Oligohidrosis and Hyperthermia: Oligohidrosis (decrease sweating) has been reported in association with topiramate use. Decrease sweating and an elevation in body temperature above normal characterized these cases. Some of the cases were reported after exposure to elevated environmental temperatures. The majority of the reports have been in pediatric patients. Patients (especially pediatric patients) treat with topiramate should be monitored closely for evidence of decreased sweating and increased body temperature, especially in hot weather. Caution should be used when topiramate is given with other drugs that predispose patients to heat-related disorders; these drugs include, but are not limited to, other carbonic anhydrase inhibitor and drugs with anticholinergic activity.
Metabolic Acidosis: Topiramate can cause hyperchloremic, non-anion gap, metabolic acidosis (i.e., decreased serum bicarbonate below the normal reference range in the absence of chronic respiratory alkalosis). This metabolic acidosis is caused by renal bicarbonate loss due to carbonic anhydrase inhibition by topiramate. Topiramate-induced metabolic acidosis can occur at anytime during treatment. Bicarbonate decrements are usually mild-moderate (average decrease of 4 mEq/L at daily doses of 400 mg in adults and at approximately 6 mg/kg/day in pediatric patients); rarely, patients can experience severe decrements to values below 10 mEq/L. Conditions or therapies that predispose patients to acidosis (such as renal disease, severe respiratory disorders, status epilepticus, diarrhea, ketogenic diet, or specific drugs) may be additive to the bicarbonate lowering effects of topiramate. Chronic metabolic acidosis in pediatric patients may also reduce growths rates. The effect of topiramate on growth and bone-related sequelae has not been systematically investigated in long-term study. Measurement of baseline and periodic serum bicarbonate during topiramate treatment is recommended. If metabolic acidosis develops and persists, consideration should be given to reducing the dose or discontinuing topiramate (using dose tapering).

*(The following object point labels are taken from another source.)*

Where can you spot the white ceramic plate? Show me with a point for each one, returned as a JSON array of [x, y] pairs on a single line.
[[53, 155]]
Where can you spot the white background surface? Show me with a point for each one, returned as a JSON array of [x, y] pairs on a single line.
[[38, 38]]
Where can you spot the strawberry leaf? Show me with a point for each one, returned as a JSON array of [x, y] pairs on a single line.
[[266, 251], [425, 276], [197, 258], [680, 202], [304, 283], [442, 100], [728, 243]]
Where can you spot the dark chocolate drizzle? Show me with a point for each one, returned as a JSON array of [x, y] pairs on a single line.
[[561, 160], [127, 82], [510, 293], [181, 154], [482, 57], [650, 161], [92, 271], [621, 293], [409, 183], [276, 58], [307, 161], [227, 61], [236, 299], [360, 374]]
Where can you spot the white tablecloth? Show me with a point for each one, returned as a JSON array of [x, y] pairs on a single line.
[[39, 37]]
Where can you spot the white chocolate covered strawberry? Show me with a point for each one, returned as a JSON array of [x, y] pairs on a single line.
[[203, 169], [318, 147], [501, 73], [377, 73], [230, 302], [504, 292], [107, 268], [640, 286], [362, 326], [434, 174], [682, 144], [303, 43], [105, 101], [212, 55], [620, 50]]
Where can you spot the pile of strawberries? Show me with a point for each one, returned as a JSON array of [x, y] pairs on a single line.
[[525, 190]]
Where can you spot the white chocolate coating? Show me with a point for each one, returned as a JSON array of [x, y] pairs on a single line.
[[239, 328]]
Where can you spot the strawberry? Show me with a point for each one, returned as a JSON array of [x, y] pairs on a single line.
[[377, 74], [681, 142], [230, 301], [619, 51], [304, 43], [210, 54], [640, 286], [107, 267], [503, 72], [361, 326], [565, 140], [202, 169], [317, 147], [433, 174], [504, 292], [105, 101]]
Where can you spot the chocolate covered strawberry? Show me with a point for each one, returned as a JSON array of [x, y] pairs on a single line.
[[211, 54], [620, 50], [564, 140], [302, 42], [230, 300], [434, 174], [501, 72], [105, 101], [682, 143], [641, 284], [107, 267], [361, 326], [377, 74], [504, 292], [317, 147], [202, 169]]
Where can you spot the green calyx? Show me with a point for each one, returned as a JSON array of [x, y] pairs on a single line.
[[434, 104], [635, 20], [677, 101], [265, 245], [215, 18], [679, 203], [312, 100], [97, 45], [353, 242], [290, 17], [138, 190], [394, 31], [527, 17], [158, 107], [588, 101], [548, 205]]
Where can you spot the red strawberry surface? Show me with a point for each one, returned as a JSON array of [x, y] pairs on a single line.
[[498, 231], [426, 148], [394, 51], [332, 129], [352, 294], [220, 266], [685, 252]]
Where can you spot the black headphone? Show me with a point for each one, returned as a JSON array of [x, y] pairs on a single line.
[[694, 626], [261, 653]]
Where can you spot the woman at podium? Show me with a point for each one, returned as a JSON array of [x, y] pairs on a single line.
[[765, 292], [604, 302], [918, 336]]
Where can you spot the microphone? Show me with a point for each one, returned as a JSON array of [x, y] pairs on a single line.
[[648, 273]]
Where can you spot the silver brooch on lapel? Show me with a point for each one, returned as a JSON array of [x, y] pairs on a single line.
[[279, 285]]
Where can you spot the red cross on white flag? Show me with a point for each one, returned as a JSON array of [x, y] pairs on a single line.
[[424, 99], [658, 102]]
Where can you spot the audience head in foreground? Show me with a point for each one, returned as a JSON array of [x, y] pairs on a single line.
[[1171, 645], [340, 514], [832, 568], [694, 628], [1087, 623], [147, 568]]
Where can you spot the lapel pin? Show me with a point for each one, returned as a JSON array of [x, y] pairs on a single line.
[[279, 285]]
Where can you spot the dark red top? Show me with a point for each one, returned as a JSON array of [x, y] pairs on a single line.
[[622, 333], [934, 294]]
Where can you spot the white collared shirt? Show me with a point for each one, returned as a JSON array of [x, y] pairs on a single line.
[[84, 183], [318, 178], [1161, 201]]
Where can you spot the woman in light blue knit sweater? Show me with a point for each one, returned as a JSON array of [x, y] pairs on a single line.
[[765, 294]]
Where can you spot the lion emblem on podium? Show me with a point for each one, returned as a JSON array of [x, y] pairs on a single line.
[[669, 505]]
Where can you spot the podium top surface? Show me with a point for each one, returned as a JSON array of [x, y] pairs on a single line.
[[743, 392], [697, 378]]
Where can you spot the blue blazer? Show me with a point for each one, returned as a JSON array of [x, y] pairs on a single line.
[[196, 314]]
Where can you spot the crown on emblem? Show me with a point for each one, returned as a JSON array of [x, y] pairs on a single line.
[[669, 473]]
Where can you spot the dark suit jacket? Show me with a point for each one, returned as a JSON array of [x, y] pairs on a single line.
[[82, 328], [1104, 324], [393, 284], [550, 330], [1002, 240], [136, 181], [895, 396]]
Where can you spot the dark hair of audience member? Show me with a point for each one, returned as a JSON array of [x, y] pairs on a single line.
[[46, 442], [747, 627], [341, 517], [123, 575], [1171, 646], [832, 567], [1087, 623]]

Suicidal Behavior and Ideation: Antiepileptic drugs (AEDs), including topiramate, increase the risk of suicidal thoughts or behavior in patients taking these drugs for any indication. Patients treated with any AED for any indication should be monitored for the emergence or worsening of depression, suicidal thoughts or behavior, and/or any unusal changes in mood or behavior.
Discontinuous topiramate: In patients with or without a history of seizures or epilepsy, antiepileptic drugs, including topiramate, should be gradually withdrawn to minimize the potential for seizures or increased seizure frequency. In situations where rapid withdrawal of topiramate is medically required, appropriate monitoring is recommended.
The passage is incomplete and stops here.